One of the more out of the box stories that Ladd wrote about for the Oswegonian’s sports section this year was a feature about the E-Sports Association at SUNY Oswego. This was a topic that Ladd never thought he would be writing about when he joined the oswegonian, especially since he has little to no knowledge about E-Sports in general. 

“I was going through our sports section and realized we only had two stories for that week’s issue,” Ladd said. “So next thing I knew I wrote an 850 word story about the Oswego E-Sports Association. So it’s just examples like that for where we have had to get creative this year.”

Sports writer Trina Catterson has noticed some difficulties with being able to get interviews with coaches and players in the time frame she has to write her story. On top of this at sporting events where reporters were allowed to attend games they were not allowed to speak to coaches immediately after the game like they were allowed to in the past. Reporters were allowed to Zoom coaches at a later date or attempt to get in touch with an athlete through text message.

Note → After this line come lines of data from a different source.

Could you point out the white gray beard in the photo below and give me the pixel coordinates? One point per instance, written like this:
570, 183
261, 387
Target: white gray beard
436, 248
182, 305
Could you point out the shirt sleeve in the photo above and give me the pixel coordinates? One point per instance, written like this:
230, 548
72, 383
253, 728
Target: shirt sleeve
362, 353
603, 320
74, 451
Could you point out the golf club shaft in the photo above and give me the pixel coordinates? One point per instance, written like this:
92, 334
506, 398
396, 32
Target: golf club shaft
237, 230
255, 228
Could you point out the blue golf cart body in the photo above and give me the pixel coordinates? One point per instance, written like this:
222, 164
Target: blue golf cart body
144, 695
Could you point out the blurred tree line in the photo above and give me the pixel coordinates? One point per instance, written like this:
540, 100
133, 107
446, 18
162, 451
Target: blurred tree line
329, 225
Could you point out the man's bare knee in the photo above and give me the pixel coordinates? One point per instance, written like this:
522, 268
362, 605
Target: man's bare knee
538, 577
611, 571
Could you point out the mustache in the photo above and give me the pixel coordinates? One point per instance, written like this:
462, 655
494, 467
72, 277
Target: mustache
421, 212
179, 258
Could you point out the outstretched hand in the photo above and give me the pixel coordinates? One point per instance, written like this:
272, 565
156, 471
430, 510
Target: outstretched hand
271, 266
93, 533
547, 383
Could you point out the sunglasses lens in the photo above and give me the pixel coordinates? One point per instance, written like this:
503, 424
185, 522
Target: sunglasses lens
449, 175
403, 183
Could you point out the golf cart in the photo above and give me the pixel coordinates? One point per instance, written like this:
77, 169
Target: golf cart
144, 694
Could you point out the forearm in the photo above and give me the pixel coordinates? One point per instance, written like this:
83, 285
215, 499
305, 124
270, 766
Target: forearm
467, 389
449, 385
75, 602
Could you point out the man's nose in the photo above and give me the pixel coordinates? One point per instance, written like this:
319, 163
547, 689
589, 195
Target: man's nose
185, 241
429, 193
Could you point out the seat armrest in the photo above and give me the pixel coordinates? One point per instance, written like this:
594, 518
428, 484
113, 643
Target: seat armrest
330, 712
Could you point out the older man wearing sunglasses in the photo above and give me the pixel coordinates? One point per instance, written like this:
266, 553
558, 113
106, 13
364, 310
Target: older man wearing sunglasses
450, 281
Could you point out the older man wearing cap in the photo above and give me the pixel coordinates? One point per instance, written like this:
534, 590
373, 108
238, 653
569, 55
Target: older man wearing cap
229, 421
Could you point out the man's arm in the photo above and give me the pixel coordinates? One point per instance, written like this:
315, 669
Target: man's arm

“It’s a lot harder to get interview time,” Catterson said. “We’re juggling between the athletes schedule, the coaches schedule, and their practice schedule. Just doing everything on Zoom has been odd just because you can’t really build a personal relationship with them, but we are doing our best to still put out stories and get accurate responses that can make a good story.”

Another difficulty that Ladd has noticed is there have not been any beat writers covering specific teams this year. Without this students have had to be able to expand their sports knowledge and try writing about teams for a sport that they are not very familiar with. 

“You can sense a disconnect between the writers and the team because you’re getting spread out all over the place,” Ladd said. “One writer one week will be writing about baseball. Then the next they will be writing about women’s lacrosse. Then the week after that they are writing about another random sport or doing another feature story. Having beat writers was able to provide more to the paper like columns so I am looking forward to them coming back soon.”

Grieco sees this year’s experience as helping writers become more versatile in a good way. Talking about how some of his sports writers had never touched a news piece or opinion piece. Now some of these writers have contributed to different sections of the paper more than before while still being able to write about sports.

“This year has forced everyone to be a little more versatile,” Grieco said. “This year we had a smaller newspaper in general so we had less sports pages. You can only fit so many stories on two pages. This will definitely help a lot of our writers expand their skill set, which I think will be great for them in the long run.”